The registry chose DashMap because HTTP request handlers and WebSocket connections run concurrently on the Tokio runtime. Each handler needs read or write access to the agent map, task map, or peer map. With a Mutex<HashMap>, a slow heartbeat handler would block all other handlers. With DashMap, a heartbeat updating agent “A” does not block a handler reading agent “B.”


Exercises

Exercise 1: Tokio select! with two channels

Write a Tokio program that creates two mpsc::unbounded_channel instances. Spawn one task that sends a number to channel A every 500ms and another that sends a string to channel B every 700ms. In the main task, use tokio::select! to receive from both channels and print each message as it arrives. Run for 3 seconds, then exit.

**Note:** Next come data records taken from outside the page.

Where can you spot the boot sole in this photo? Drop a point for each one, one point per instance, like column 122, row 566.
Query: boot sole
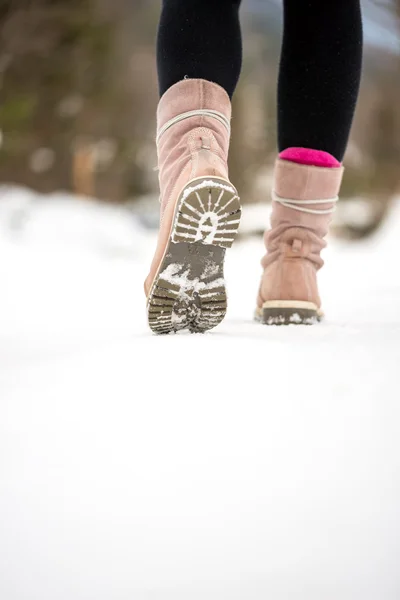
column 288, row 312
column 188, row 291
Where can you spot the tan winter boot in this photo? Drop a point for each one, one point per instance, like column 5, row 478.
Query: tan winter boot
column 304, row 199
column 200, row 209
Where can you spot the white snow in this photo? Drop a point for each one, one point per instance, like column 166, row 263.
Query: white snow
column 247, row 463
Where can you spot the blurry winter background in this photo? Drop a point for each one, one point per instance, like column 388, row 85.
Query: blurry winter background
column 247, row 463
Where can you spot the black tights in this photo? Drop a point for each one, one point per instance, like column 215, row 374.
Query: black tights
column 319, row 71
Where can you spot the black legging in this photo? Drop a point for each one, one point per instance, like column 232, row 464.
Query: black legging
column 319, row 71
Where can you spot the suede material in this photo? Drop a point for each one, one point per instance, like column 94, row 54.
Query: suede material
column 179, row 144
column 295, row 240
column 192, row 148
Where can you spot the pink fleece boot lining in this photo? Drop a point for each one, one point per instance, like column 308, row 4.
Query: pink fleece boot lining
column 306, row 156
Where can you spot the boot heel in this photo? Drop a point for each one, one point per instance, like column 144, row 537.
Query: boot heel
column 289, row 312
column 189, row 290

Expected output (approximate timing):

[0.5s] channel A: 1
[0.7s] channel B: "hello"
[1.0s] channel A: 2
[1.4s] channel B: "hello"
[1.5s] channel A: 3
...

Starter structure:

use tokio::sync::mpsc;
use tokio::time::{sleep, Duration};

#[tokio::main]
async fn main() {
    let (tx_a, mut rx_a) = mpsc::unbounded_channel::<i32>();
    let (tx_b, mut rx_b) = mpsc::unbounded_channel::<String>();

    // TODO: spawn producer for channel A (sends i32 every 500ms)
    // TODO: spawn producer for channel B (sends String every 700ms)

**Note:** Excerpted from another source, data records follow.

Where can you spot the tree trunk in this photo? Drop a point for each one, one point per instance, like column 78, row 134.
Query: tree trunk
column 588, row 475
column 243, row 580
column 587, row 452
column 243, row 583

    let deadline = tokio::time::Instant::now() + Duration::from_secs(3);

    loop {
        if tokio::time::Instant::now() >= deadline {
            break;
        }

        tokio::select! {
            // TODO: receive from rx_a
            // TODO: receive from rx_b
        }
    }
}

Exercise 2: asyncio concurrent coroutines

Write a Python asyncio program with two concurrent coroutines:

  1. A timer coroutine that prints “tick” every 1 second, 5 times.
  2. A listener coroutine that reads lines from an asyncio.Queue and prints each one.

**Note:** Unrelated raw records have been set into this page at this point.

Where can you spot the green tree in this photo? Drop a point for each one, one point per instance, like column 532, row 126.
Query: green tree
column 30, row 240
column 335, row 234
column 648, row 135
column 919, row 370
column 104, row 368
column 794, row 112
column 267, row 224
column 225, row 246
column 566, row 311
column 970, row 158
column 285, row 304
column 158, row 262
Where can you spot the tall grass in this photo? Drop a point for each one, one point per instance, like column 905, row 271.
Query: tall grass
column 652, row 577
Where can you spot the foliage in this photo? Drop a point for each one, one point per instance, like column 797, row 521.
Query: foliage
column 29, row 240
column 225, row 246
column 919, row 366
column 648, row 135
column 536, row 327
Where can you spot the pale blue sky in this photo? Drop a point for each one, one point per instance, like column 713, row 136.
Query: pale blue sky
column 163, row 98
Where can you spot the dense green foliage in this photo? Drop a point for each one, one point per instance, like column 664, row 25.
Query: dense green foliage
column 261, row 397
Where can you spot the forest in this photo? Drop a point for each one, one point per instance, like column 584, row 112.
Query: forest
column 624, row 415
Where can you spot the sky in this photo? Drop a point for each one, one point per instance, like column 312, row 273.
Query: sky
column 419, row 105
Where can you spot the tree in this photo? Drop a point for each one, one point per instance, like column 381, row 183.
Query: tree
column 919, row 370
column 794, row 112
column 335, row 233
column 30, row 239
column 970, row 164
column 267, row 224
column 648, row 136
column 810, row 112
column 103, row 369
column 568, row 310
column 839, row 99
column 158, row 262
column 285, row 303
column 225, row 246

Push three messages into the queue at 0.5s intervals from a third “producer” coroutine. All three should run concurrently using asyncio.create_task().

Starter structure:

import asyncio

async def timer(count: int):
    # TODO: print "tick" every 1 second, `count` times
    pass

async def listener(queue: asyncio.Queue):
    # TODO: read from queue and print each message
    # Exit after receiving "STOP"
    pass

async def producer(queue: asyncio.Queue):
    # TODO: put 3 messages into the queue at 0.5s intervals
    # Then put "STOP"
    pass

async def main():
    queue = asyncio.Queue()
    # TODO: create_task for all three coroutines
    # TODO: await all tasks

asyncio.run(main())

Exercise 3: Why create_task instead of await?

In the agent’s heartbeat loop (agent/chatixia/runner.py), task execution uses asyncio.create_task() instead of await:

while True:
    resp = requests.post(f"{registry}/api/hub/heartbeat", ...)
    for task in resp.json().get("pending_tasks", []):
        asyncio.create_task(
            _execute_task(registry, api_key, task, mesh_client=client)
        )
    await asyncio.sleep(15)

Answer the following:

  1. What would happen if the code used await _execute_task(...) instead of asyncio.create_task(...)?
  2. Suppose the heartbeat returns 3 pending tasks, each taking 10 seconds to execute. Under the current code, how long before the next heartbeat fires? Under the await alternative?
  3. Is there a risk to using create_task here? What happens if a task raises an exception?

Exercise 4: DashMap vs. HashMap with Mutex

The registry stores agents in a DashMap<String, AgentRecord>. Consider replacing it with HashMap<String, Mutex<AgentRecord>> (each agent record gets its own mutex):

// Current
agents: DashMap<String, AgentRecord>

// Alternative
agents: Mutex<HashMap<String, Mutex<AgentRecord>>>

Answer the following:

  1. Why does the alternative need two levels of locking (one outer Mutex for the HashMap itself, one inner Mutex per value)?
  2. What operations require locking the outer Mutex? What operations only need the inner Mutex?
  3. The health_check_loop iterates over all agents every 15 seconds and updates each one’s health field. How does this behave differently under DashMap vs. the two-level Mutex approach?
  4. Could you use RwLock<HashMap<String, AgentRecord>> instead? What is the trade-off compared to DashMap?